Sleep, Women and Heart Disease

young woman sleeping peacefully

Exercise and eating nutritious foods aren’t the only things that can help increase heart health. Sleep is also a factor. 

The better night’s sleep you get, the healthier your heart will be. In fact, the American Heart Association has added sleep to its list of key measures to help improve and maintain cardiovascular health — Life’s Essential 8

How much sleep do I need?

Most people need seven to nine hours per night.

But your needs can vary by age. When we are young, we need more than that. As we grow older, we may need less.

Some studies have found that too little or too much sleep can increase the risk of cardiovascular problems, so getting the right amount is important for your health.

What happens if I fall short on sleep?

The body can be significantly impacted when it doesn’t get enough sleep. Some effects from not getting enough sleep include:

  • A slower metabolism.
  • Difficulty losing weight.
  • Feeling less motivated to exercise and follow other healthy habits.

Additionally, sleep problems such as sleep apnea and insomnia affect your ability to get quality sleep over time. These can raise the risk for heart disease, high blood pressure and stroke.

Why good sleep matters

The benefits of a good sleep are evident when we wake up feeling refreshed and ready to take on the day. Moreover, a good night’s sleep has positive effects on your:

  • Heart health.
  • Breathing.
  • Immune system.
  • Mental health.
  • Stress hormones.
  • Weight management.

Issues for menopausal women

As women’s’ bodies reach menopause, sometimes their sleep is affected. Women in menopause or perimenopause (the transition years before menopause) may complain that they have trouble falling asleep or staying asleep. This is often due to hot flashes, night sweats or changes in mood. 

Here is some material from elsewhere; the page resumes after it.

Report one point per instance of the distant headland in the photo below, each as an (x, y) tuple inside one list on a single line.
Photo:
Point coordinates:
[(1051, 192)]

Talk to your health care professional if you are approaching or in menopause and having trouble sleeping regularly. That’s because not all sleep problems have the same cause, and there could be another underlying cause, such as sleep apnea or a thyroid problem. 

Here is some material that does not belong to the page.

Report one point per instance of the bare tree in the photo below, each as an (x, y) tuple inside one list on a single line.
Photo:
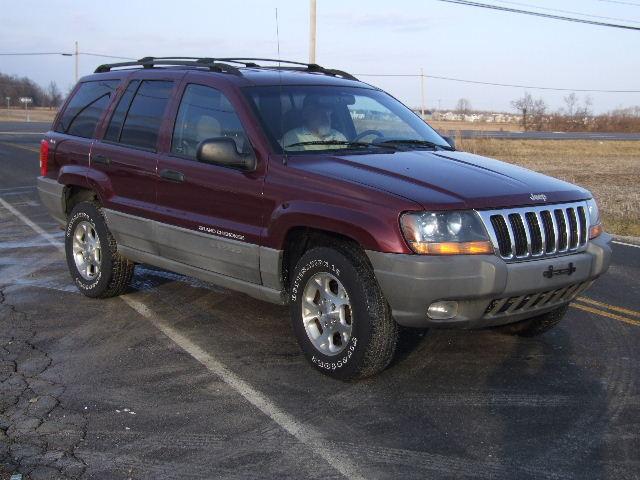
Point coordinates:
[(532, 111), (54, 96), (463, 106), (576, 115)]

How to improve your sleep habits

Do you suffer from a lack of restful sleep? If so, there are several things you can do to help.

  • Exercise. Try to get adequate exercise. Physical activity can help you get some ZZZZs more quickly.
  • Avoid excess caffeine. Avoid stimulants such as caffeine near bedtime as they may keep you awake.
  • Establish an evening routine. Have a routine that signals to your body that it’s time to sleep. It may include a relaxing shower or bath, turning off electronic devices, reading or doing other relaxing activities.
  • Try to go to bed and wake up at the same time every day. That includes weekends, too.